This is a post that’s been rattling round in my brain for months now, I’m finally getting it down in words. Firstly, a huge shout-out to Anna Martin (@) for all the help, suggestions, proofing,… she’s given so kindly to make sure this all makes sense!
Right this has all got soooo long that I’ve split it into three parts (1) Sampling variation (2) introducing confidence intervals and (3) comparing two groups
Our NZ Stats curriculum is awesome and has developed a clear learning progression for developing (and assessing) students’ sample-to-population inferential understandings. This progression is based on work from Maxine Pfannkuch, Chris Wild, Pip Arnold and others (for example Pfannkuch, M. J., Wild, C. J., & Parsonage, R. (2012). A conceptual pathway to confidence intervals. ZDM – The International Journal of Mathematics Education, 44 (7), 899-911; Arnold, P., Pfannkuch, M., Wild, C. J., Regan, M., & Budgett, S. (2011). Enhancing students’ inferential reasoning: From hands-on to “movies”. Journal of Statistics Education, 19 (2), 1-32) and is about having clear visual cue to develop and reinforce student understanding. We are looking at what we can say about what is happening for two groups back in the population, based on samples, generally focusing on the median and mean.
I’ve popped a summary together here of how I view the learning progressions from Year 10 to Year 13, including new ideas at each level, what needs reinforcing, and “watch-fors” (Year 10, Level 1 Multivariate data 91035, Level 2 Inference 91264, Level 3 Formal Inference 91582). Please let me know if it’s helpful, ask for clarification, play spot the errors etc. But… after teaching these progressions again this year, across all three levels (and still going!) there are some common themes and sticking points for students (and teachers). Here’s my thinking on it.
Sampling variation: The variation in a sample statistic from sample to sample.

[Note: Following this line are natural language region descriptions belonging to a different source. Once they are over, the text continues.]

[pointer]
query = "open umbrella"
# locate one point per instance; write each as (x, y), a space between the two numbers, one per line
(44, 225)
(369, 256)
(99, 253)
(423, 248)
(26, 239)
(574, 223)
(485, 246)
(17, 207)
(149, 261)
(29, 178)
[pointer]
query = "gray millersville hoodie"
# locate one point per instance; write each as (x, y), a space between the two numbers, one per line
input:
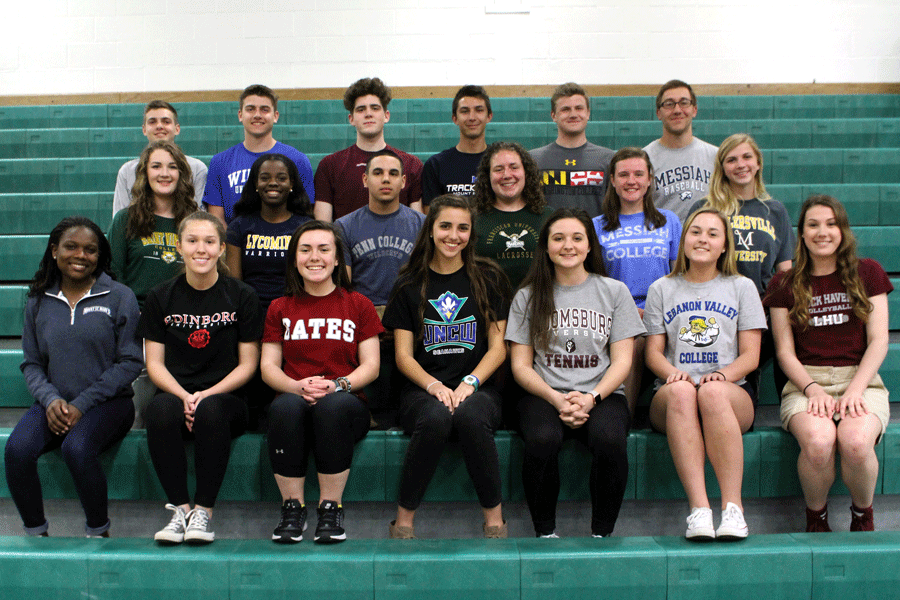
(86, 355)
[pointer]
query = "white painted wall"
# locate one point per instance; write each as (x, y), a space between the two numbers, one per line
(95, 46)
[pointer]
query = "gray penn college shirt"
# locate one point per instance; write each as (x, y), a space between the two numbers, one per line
(701, 321)
(588, 318)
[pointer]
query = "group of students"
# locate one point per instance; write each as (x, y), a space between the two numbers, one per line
(560, 330)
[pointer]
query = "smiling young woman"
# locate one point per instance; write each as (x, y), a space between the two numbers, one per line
(704, 323)
(81, 355)
(511, 208)
(201, 333)
(143, 236)
(639, 242)
(273, 205)
(320, 349)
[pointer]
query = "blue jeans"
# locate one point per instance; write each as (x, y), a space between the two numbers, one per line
(98, 429)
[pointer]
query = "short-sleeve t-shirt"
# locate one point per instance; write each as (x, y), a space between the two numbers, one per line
(638, 256)
(701, 321)
(763, 237)
(836, 337)
(339, 179)
(587, 319)
(454, 332)
(377, 246)
(449, 172)
(263, 247)
(682, 174)
(229, 170)
(201, 329)
(143, 263)
(509, 239)
(320, 335)
(574, 177)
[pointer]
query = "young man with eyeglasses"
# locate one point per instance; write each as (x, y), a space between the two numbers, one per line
(682, 164)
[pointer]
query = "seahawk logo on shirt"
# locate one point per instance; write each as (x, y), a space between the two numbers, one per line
(701, 332)
(449, 335)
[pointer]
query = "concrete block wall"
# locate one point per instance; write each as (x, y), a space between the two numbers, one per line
(95, 46)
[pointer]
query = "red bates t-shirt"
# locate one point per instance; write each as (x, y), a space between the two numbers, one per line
(338, 179)
(836, 337)
(321, 335)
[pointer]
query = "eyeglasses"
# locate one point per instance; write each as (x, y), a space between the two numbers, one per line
(670, 104)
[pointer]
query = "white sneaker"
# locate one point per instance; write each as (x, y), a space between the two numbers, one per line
(733, 526)
(700, 526)
(197, 531)
(173, 533)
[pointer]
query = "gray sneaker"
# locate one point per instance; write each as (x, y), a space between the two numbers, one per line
(173, 533)
(197, 531)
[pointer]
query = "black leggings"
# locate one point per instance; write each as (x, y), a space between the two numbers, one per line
(606, 435)
(429, 422)
(218, 419)
(331, 428)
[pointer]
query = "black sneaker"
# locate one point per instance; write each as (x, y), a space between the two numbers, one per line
(330, 529)
(292, 525)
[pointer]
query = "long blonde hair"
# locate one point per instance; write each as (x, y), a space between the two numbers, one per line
(199, 215)
(726, 264)
(721, 197)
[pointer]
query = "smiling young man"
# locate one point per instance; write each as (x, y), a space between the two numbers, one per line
(682, 163)
(453, 170)
(339, 190)
(379, 238)
(228, 170)
(160, 123)
(572, 168)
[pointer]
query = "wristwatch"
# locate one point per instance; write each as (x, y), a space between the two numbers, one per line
(472, 380)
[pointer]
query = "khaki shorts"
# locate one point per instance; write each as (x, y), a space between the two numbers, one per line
(835, 381)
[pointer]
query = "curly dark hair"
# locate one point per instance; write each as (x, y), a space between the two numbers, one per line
(250, 202)
(612, 204)
(141, 219)
(48, 273)
(260, 90)
(533, 194)
(799, 278)
(365, 87)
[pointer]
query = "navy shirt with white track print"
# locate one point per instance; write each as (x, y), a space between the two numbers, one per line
(701, 321)
(453, 331)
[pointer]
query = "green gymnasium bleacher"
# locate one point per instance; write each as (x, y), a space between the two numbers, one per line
(60, 160)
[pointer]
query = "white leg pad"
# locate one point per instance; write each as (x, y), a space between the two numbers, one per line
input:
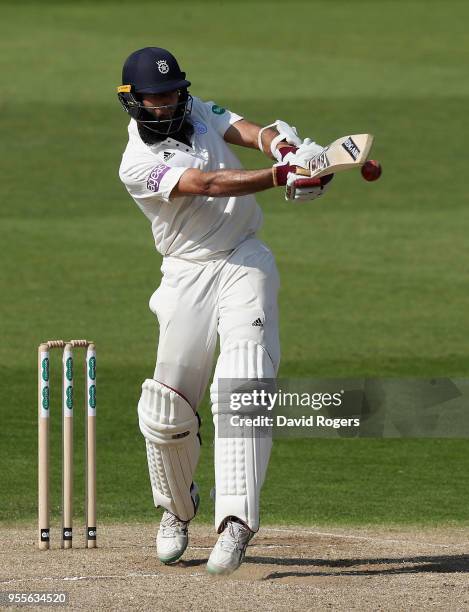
(240, 462)
(170, 427)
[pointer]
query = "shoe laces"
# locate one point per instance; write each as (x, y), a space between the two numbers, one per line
(171, 524)
(235, 536)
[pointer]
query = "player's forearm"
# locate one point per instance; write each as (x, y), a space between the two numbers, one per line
(223, 183)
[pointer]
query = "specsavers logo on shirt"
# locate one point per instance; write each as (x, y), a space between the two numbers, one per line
(218, 110)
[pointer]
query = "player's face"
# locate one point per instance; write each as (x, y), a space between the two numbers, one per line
(161, 105)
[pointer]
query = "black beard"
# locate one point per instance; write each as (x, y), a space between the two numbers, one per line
(184, 134)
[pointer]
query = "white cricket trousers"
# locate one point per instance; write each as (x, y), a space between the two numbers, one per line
(235, 296)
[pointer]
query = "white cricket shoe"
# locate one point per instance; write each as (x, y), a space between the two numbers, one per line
(229, 551)
(172, 538)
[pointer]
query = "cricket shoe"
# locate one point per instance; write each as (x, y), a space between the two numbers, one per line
(172, 538)
(229, 551)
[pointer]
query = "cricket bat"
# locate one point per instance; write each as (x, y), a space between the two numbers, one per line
(342, 154)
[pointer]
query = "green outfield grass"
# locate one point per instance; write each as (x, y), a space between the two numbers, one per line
(374, 276)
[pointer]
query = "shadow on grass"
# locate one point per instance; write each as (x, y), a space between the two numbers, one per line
(447, 564)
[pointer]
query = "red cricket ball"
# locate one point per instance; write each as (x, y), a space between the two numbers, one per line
(371, 170)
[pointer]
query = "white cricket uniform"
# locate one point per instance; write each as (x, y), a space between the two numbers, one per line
(217, 276)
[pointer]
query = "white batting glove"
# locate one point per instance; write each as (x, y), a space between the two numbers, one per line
(306, 151)
(301, 189)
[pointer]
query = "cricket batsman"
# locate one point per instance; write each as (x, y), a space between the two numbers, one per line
(218, 279)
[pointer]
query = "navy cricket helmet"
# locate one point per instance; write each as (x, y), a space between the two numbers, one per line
(153, 70)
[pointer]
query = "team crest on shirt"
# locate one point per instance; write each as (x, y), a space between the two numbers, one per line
(218, 110)
(154, 179)
(200, 127)
(162, 66)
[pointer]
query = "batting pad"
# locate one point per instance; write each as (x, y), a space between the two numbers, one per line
(170, 427)
(240, 462)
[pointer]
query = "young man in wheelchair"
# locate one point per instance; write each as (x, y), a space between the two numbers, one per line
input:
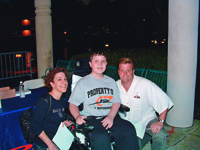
(100, 97)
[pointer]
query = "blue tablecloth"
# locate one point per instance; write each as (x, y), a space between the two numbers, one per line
(10, 132)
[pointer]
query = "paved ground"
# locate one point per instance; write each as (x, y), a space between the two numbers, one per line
(182, 138)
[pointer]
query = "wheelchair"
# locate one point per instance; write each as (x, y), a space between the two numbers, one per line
(81, 132)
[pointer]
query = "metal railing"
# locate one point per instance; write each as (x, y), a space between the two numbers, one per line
(15, 64)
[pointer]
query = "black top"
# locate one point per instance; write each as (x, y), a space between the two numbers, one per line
(48, 122)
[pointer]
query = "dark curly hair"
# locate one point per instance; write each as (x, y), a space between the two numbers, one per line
(50, 76)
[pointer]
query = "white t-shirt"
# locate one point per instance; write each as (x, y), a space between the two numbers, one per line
(144, 98)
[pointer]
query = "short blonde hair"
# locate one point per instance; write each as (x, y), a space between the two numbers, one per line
(125, 61)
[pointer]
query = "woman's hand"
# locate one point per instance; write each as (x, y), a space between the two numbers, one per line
(52, 147)
(107, 122)
(80, 119)
(67, 123)
(155, 127)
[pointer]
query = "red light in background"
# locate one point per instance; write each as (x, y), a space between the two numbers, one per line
(106, 45)
(26, 22)
(18, 55)
(28, 64)
(26, 32)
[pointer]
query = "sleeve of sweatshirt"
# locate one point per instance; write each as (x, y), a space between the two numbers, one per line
(38, 116)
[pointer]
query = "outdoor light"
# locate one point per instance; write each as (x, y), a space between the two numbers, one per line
(26, 22)
(26, 32)
(18, 55)
(106, 45)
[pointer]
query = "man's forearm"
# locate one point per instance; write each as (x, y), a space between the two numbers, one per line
(114, 110)
(163, 115)
(74, 110)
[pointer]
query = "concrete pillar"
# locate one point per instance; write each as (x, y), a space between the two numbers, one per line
(182, 60)
(43, 25)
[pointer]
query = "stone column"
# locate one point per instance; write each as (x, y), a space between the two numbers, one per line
(43, 25)
(182, 60)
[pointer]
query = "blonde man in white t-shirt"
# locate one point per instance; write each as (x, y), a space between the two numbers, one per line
(145, 99)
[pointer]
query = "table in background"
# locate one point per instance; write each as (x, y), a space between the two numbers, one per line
(10, 132)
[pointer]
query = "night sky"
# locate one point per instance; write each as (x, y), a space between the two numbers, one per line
(121, 23)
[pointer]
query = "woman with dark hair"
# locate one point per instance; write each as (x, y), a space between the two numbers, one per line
(47, 117)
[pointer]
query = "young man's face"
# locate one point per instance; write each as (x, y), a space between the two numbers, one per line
(59, 83)
(126, 72)
(98, 64)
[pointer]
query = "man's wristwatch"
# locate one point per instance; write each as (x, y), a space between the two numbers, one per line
(161, 120)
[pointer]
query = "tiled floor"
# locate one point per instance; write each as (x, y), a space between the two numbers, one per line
(182, 138)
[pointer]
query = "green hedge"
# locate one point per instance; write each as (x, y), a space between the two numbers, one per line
(153, 57)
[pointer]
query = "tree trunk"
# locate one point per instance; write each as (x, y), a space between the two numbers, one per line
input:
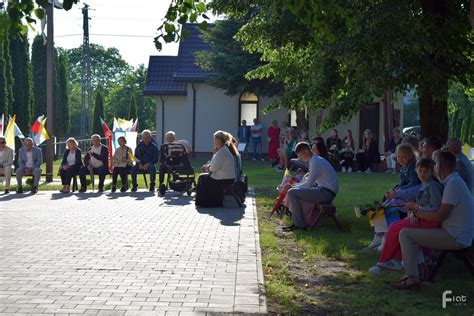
(433, 113)
(302, 124)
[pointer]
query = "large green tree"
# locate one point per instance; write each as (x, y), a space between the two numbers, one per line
(98, 112)
(229, 62)
(339, 55)
(6, 78)
(22, 81)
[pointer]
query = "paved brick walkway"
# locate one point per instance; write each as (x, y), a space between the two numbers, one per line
(136, 253)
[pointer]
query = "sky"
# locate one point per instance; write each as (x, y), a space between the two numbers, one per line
(116, 23)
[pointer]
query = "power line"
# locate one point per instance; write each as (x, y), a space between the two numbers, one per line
(111, 35)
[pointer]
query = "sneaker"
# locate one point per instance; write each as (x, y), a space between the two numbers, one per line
(375, 270)
(380, 248)
(377, 241)
(390, 265)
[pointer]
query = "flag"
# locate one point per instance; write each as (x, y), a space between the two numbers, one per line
(42, 134)
(10, 133)
(1, 125)
(105, 128)
(108, 135)
(18, 133)
(36, 127)
(134, 126)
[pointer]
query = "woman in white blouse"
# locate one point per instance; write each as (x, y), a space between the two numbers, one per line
(220, 171)
(70, 164)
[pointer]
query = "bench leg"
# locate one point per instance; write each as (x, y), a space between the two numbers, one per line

This is a BIG IDEA concept that we start developing in Year 10 with our students, repeat and build upon for the next three years. Initially I look at this in a one sample situation with students. Key teaching activities and tools are listed below (with links where possible):
- Students in class each take a random sample from the same population (bag of data cards each) of size n (usually about 30). After a dot plot, box plot and calculating summary statistics (usually median), they then use their sample to answer the investigative (summary) question – for example “What is the median height of doozers from Fraggle Rock?”. Students notice that everyone’s samples are similar but different – they SEE sampling variation. Collect summary statistics (usually lower quartile, median, upper quartile) from each sample into a class graph. Students can SEE sampling variation in the summary statistics. Links for these activities can be found here (Yr10 Karakare College population), here (Yr12, Kiwis population), here (Yr13, Pugs-in-Costumes-on-the-internet populations or Doozers).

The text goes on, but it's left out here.